My recent interview (in English) on El Punt Avui TV. Talking about how I started out in the language teaching business, some of what’s happened over the past 40 years and what may happen in the future.
The number of companies offering online language learning is going through something akin to an algal bloom. To borrow another metaphor, this time from the animal kingdom, perhaps it’s time to try to sort the sheep from the goats.
Broadly speaking online providers offer either language learning materials designed for self-study, a tutorial service of some description, or both. Each of these services can be good, bad or undeniably appalling.
So, what makes good self-study content? There are no hard and fast rules, but I think we could agree that there are a number of key criteria:
- Online material should have been written by people who know something about second language acquisition.
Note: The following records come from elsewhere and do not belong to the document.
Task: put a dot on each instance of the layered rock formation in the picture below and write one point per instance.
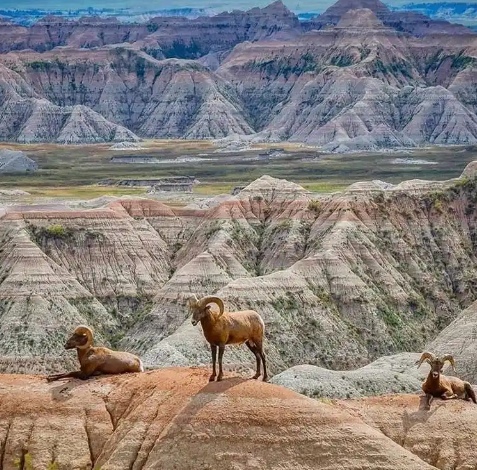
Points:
(175, 419)
(358, 78)
(392, 374)
(340, 280)
(16, 162)
(442, 437)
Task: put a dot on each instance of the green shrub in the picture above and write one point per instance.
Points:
(314, 206)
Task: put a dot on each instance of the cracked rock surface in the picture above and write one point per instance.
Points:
(175, 419)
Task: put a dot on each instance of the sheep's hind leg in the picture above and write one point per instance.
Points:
(213, 348)
(221, 355)
(257, 357)
(449, 396)
(428, 402)
(259, 347)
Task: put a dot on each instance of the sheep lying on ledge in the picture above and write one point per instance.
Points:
(97, 360)
(438, 385)
(229, 328)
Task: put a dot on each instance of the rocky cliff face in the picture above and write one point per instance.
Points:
(340, 280)
(359, 77)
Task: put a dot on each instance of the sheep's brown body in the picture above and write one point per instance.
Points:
(441, 386)
(225, 328)
(97, 360)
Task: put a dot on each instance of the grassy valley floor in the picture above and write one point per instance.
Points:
(75, 171)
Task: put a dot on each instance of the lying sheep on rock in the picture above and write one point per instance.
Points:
(97, 360)
(229, 328)
(438, 385)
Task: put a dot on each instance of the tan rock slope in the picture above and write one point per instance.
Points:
(175, 419)
(443, 437)
(340, 280)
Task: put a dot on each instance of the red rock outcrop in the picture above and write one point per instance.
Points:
(174, 419)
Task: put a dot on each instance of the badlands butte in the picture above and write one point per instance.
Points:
(351, 286)
(357, 77)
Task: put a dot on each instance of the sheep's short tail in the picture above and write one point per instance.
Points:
(470, 392)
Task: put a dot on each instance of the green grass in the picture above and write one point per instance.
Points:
(73, 172)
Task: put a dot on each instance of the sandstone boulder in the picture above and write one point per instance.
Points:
(175, 419)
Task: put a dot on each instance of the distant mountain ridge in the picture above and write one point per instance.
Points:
(357, 77)
(456, 12)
This is a subject that provokes all sorts of disagreements, but most people in the profession would probably agree that languages are not best learnt simply by heavy doses of grammar translation (for example).
- Material should also be instructive. It other words, it should be as effective as a good teacher at explaining why the language behaves in a certain way. This probably means it should be interactive on various levels; not simply indicating whether an answer is correct or not, but also explaining why.
- Material should also cover as many aspects of the languages as possible. Not just grammar and vocabulary, but all the skills, pronunciation, colloquial language use, etc.
- Crucially, online material should be interesting, relevant and motivating. In short it should be fun. If the material is dull, students will quickly switch back to YouTube (it only takes a couple of clicks).
- User interfaces should be both attractive and intuitive to use; you shouldn’t need a course in order to be able to do the course.
- The materials should be accessible on different devices: PCs, laptops, tablets, phablets and quite possibly mobile phones, although small screen sizes can limit the sort of activity that’s feasible. Students should also be able to use the browser or operating system of their choice.
- Stating the obvious, but the programming the makes the material interactive needs to be glitch-free, on all devices and with all browsers.
- Students’ work should register on a Learner Management System or e-learning platform so their progress can be tracked and time spent studying recorded.
- Students should be invited to give feedback about their study materials and encouraged to make suggestions for improvements.
- Last but not least, online material shouldn’t include content that is designed primarily as a marketing tool and has little or no pedagogical value. For example, progress tests that are designed fool students into thinking they’re making more progress than they are; or voice recognition graphics that delude students into thinking their pronunciation is accurate to 72%. Voice recognition software is getting better and will become useful at some point, but we’re not there yet. The same could be said of adaptive learning software.
What about the tutorial service? The key criteria here are these:
- Are the tutors proficient speakers of the language themselves? No, this doesn’t necessarily mean “native speakers” but a B1 level simply isn’t enough.
- Is the provider employing fully qualified professional language teachers or are they happy to contract students or retirees looking for a little extra income?
- Have the tutors been trained to teach online? It is different enough from classroom teaching to warrant some form of training.
- Crucially, are the tutors working out of a 24/7 call centre, or are students assigned their own tutor to work with? Knowing their students obviously helps teachers focus their tutorials on their students’ needs and also helps them anticipate any difficulties they may have. Not knowing who you’re going to be talking to makes everything a lot harder for both teacher and student.
Predictably enough there tends to be a direct and clear relation between quality and price (see graph). Professional language tutors cost money, as does well developed self-study material. As a rule of thumb, if it’s cheap (or perhaps even free), it might be useful, but it’s likely to disappoint. If you are able to afford the higher end products (top right-hand corner of the graph) you’re likely to make more progress.
Of course a similar argument could be made for traditional, classroom based teaching.